Last modified: 2014-08-01 12:59:47 UTC
Exact limit we can bikeshed/adjust as needed, but, alerting on the fact that merges are taking "too long" is needed. We currently just use the "someone needs to complain on IRC" method, which isn't good customer service. Icinga is probably the right place for the alert.

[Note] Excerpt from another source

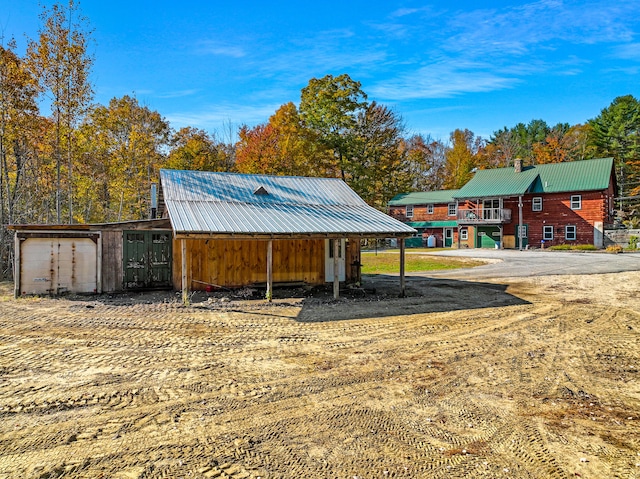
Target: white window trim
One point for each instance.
(536, 203)
(408, 211)
(575, 202)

Created attachment 15993 [details] Gearman queue metrics The Zuul/Jenkins interaction is handled over German. The server is embedded in Zuul and reports metrics to Graphite over statsd. The attached graph shows over a month: - blue: overall size of Gearman functions pending/running - green: functions running (i.e. a Jenkins job is proceeding) - red: functions waiting The graph URL is: http://graphite.wikimedia.org/render/?width=586&height=308&_salt=1405950653.273&from=-1month&target=zuul.geard.queue.total.value&target=zuul.geard.queue.running.value&target=zuul.geard.queue.waiting.value
Created attachment 15994 [details] Gearman queue on July 15th 2014 Attached is the states of Gearman queues on July 15th - blue: overall size of Gearman functions pending/running - green: functions running (i.e. a Jenkins job is proceeding) - red: functions waiting The huge spike on July 15th seems to have been some kind of incident which is what probably caused this bug to be filled. We could use Icinga check_graphite plugin or some confident band to detect there are too many jobs in the queue and alert whenever it is the case. I am not sure what went wrong there. Most probably Jenkins jobs were no more properly registered / runnable in Gearman server which caused Gearman to enqueue then and wait for a worker (i.e. Jenkins) to execute the job. I guess we could alarm whenever zuul.geard.queue.waiting.value is above 5 for more than 15 minutes.
Note: a similar graph is available on our Zuul homepage at https://integration.wikimedia.org/zuul/ . That is the graph titled "Zuul Geard job queue (8 hours)". It definitely showed the exact same graphs I have attached previously: a huge spike of waiting jobs.